If your organization has established an efficient CI/CD pipeline and you’ve made a successful transition to DevOps culture, you probably already understand the benefits of doing DevOps. Your teams share information and collaborate efficiently, and you’ve seen measurable increases in software delivery speed and quality. Aside from continuing to do what you’re doing, though, where do you go from here? How can your teams reach the next phase of DevOps maturity?
Once you’re comfortable with continuous integration and continuous delivery practices, the next step is to get really good at progressive delivery.
Continuous Delivery vs Progressive Delivery
First of all, what’s the difference between continuous delivery and progressive delivery? The goal of continuous delivery is to always keep code ready to be deployed. It helps developers release faster. With more frequent releases that introduce smaller incremental changes, developers can also reduce the chances of things going wrong in production.
Progressive delivery can be seen as an iteration on the concept of continuous delivery. It’s a natural evolution — while increasing release speed and quality is still the end goal of progressive delivery, its focus shifts from the code level to the feature level.
This shift opens up another way for you to de-risk your deployments. With progressive delivery, developers roll out features to a small, low-risk audience first (such as internal QA teams). Features are then released to real users in a controlled, measured manner. This is different from a canary release using standard CD tooling. Developers can gradually “turn on” new features via flags instead of staged deployments — there are no feature branches. Or they can use feature toggles that set up A/B testing to learn which version users prefer.
It’s a repeatable, automated way to test and learn in production based on real user behavior and feedback. Developers can ensure the highest quality code reaches users fast without the risk of releasing to all users at once. This can significantly improve the team’s failure rate, one of the DORA metrics that leaders use to measure DevOps performance.
We put together this chart to help compare continuous delivery and progressive delivery.
How Do Developer (and Operations) Teams Achieve Progressive Delivery?
To get started with progressive delivery, teams need mature CI/CD pipelines — and they need feature flags. Feature flags are a crucial element — without them, progressive delivery is impossible. Using the fine-grained controls that feature flags grant at the feature level, developers can test in production on real users with very low risk. If something goes wrong, anyone (a developer or otherwise) can turn off the associated flag and revert back immediately.
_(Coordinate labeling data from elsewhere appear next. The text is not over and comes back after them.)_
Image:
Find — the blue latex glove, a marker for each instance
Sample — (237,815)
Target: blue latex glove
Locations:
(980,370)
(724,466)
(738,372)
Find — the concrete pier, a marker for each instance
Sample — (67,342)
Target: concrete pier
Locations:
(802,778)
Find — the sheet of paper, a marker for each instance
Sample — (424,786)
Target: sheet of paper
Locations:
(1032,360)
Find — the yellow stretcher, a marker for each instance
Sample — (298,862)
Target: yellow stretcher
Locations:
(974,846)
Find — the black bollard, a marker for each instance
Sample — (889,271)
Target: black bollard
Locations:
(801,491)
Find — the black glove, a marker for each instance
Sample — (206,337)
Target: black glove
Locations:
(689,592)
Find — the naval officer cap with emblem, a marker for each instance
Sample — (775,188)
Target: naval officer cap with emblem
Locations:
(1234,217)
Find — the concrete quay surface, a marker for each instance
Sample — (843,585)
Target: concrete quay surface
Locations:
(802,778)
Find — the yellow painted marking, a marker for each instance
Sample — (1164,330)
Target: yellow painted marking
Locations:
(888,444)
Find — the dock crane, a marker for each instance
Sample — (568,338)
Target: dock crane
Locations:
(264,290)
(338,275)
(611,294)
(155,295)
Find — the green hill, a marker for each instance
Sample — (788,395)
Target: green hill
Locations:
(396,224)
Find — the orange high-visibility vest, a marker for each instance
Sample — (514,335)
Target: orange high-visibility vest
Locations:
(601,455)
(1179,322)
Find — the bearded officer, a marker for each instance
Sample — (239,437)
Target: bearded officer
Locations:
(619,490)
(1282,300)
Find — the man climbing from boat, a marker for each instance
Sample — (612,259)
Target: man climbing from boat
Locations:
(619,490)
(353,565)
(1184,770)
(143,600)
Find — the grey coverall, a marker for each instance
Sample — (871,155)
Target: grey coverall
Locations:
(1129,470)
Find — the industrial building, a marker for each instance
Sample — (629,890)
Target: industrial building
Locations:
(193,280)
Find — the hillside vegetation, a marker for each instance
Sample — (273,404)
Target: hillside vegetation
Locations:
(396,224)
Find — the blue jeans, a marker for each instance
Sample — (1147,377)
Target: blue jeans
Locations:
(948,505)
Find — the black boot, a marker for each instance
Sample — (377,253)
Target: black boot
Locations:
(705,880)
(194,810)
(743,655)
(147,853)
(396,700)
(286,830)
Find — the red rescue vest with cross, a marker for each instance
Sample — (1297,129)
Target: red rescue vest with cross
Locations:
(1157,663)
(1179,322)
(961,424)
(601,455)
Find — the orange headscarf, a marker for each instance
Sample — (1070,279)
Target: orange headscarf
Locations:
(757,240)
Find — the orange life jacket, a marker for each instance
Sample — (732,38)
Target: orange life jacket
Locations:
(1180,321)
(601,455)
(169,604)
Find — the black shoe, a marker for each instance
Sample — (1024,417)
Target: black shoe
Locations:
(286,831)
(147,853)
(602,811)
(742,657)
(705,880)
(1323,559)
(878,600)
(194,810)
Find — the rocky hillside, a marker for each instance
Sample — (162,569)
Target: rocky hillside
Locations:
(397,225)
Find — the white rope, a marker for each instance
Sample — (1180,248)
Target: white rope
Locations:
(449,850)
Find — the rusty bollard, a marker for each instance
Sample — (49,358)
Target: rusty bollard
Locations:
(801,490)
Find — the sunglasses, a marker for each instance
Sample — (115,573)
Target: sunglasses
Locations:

This is the foundation of progressive delivery, but developer teams must figure out how to build it into a repeatable, automated practice — especially if they need it at enterprise scale. While feature flag adoption is key, developers also need to manage feature flags well in order for progressive delivery to take root and grow.
More Than Feature Flags: So, What Else?
You can’t have progressive delivery without feature flags. Still, you can’t just drop in a few feature flags and say you’ve achieved progressive delivery. If you want those practices to stick, you need to institute a repeatable, sustainable process for feature flag management.
To do this, CI/CD and feature flags should go together in lockstep. Your feature flag management tool needs to integrate with your pipelines, ideally evolving into a seamless software delivery system for progressive delivery at enterprise scale.
We wrote about what to do to make this happen in our blog post on enterprise progressive delivery. Essentially, your CD pipeline needs to be able to accept flags as input and maintain common visibility — and it needs to be able to show how all your flags are configured in tandem with current release criteria. Your CD pipeline needs standardized controls and governance for feature flags — for example, it should be able to control change permissions and read audit logs. You may also want to engage in smart automation at the feature level for things like gathering feature flag performance data and setting consistent rollout and rollback policies.
Finally, progressive delivery needs support at the cultural level in your organization as well as the technological. Developer teams should be ready to embrace cultural changes like releasing “incomplete” code to production — moving away from the idea of production as a single source of truth.
If you have strong CI/CD processes in place, it makes sense to consider progressive delivery as your next step to making releases even faster and better. It applies the continuous delivery concepts of moving fast and de-risking deployments to the world of features, but progressive delivery isn’t just “continuous delivery with feature flags.” It’s a holistic change to the software delivery model.